Brain Scientists Are Researching Nausea-Free Weight-Loss Drugs

By

Helen Hayward

, updated on

December 6, 2025

Weight-loss drugs like Wegovy and Zepbound have helped millions of Americans shed pounds, yet many users struggle with significant side effects. Nausea, vomiting, and decreased thirst can make treatment difficult to maintain. Researchers are now investigating how to refine these drugs, targeting appetite reduction while minimizing unpleasant effects.

How GLP-1 Drugs Work

GLP-1 agonists mimic a hormone that reduces appetite and slows digestion. They are highly effective at helping people lose weight, but the side effects are a major obstacle. Warren Yacawych of the University of Michigan explains, “They lose weight, which is a positive thing, but they experience such severe nausea and vomiting that patients stop treatment.”

At the Society for Neuroscience meeting in San Diego, Yacawych and his colleagues discussed efforts to separate the beneficial effects of these drugs from the negative ones.

Gut-Brain Connection

Person taking GLP 1 injection

Instagram | @medscape | GLP-1 drugs cause effective weight loss, but severe nausea often stops treatment.

Scientists have identified two types of neurons in the abdomen that play a role in digestion. These neurons play a crucial role in the gut-brain connection, influencing appetite, satiety, and nausea.

1. One area in the brain stem, sometimes called the “vomit center,” detects potential toxins and triggers nausea or vomiting.
2. Another area monitors food intake and signals fullness to the brain.

Yacawych’s team experimented with directing GLP-1 drugs specifically to the fullness-regulating area while avoiding the vomit center. In mice, this prevented nausea but did not trigger weight loss.

This suggests that some cells within the vomit center are essential for GLP-1’s weight-loss effects, making it challenging to eliminate side effects without compromising efficacy.
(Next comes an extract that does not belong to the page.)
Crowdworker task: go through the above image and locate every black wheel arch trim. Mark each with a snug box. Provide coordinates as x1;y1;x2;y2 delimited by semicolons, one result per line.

Exploring Combination Approaches

A separate approach comes from Ernie Blevins at the University of Washington. His team administered a low dose of GLP-1 drugs along with oxytocin, another hormone that suppresses appetite.

This combination allowed obese rats to lose weight without experiencing nausea, offering a potential path forward for human treatments.

Additional Side Effects

GLP-1 drugs can also reduce thirst, which poses risks for people already experiencing dehydration due to vomiting or diarrhea. Derek Daniels from the University at Buffalo notes, “If you’re in that state of dehydration and you’re not feeling thirsty to replace those fluids, that would be a problem.”

Freepik | GLP-1 drugs reduce thirst, risking dehydration in patients with vomiting or diarrhea.

While studying rats, Daniels’ team discovered that Brattleboro rats—a type with a mutation causing constant thirst—were highly sensitive to GLP-1 drugs, which sharply reduced their water intake. Mapping the brain regions affected by GLP-1 could allow future drugs to reduce appetite while preserving thirst signals.

Appetite, Reward, and Addiction

Research from the University of Virginia revealed that GLP-1 drugs also interact with brain regions associated with reward and emotion. Ali D. Güler explains, “When GLP-1 was delivered to this brain area in mice, it reduced their desire for rewarding food, like a burger, but they continued to eat healthy, nonrewarding foods.”

This discovery may also explain why some people taking GLP-1 agonists reduce alcohol consumption. Targeting these brain regions could lead to new treatments for overeating, alcohol use, and other substance-related disorders, separating appetite suppression from unwanted nausea.

Challenges and Future Directions

Efforts to develop GLP-1 drugs that reduce appetite without triggering nausea, vomiting, or dehydration are ongoing. By identifying the specific brain regions responsible for each effect and exploring targeted drug delivery or combinations with hormones such as oxytocin, scientists aim to create safer and more tolerable weight-loss therapies.

Understanding how neurons control appetite, nausea, and thirst could make future treatments more effective and easier for patients to maintain, improving long-term health outcomes.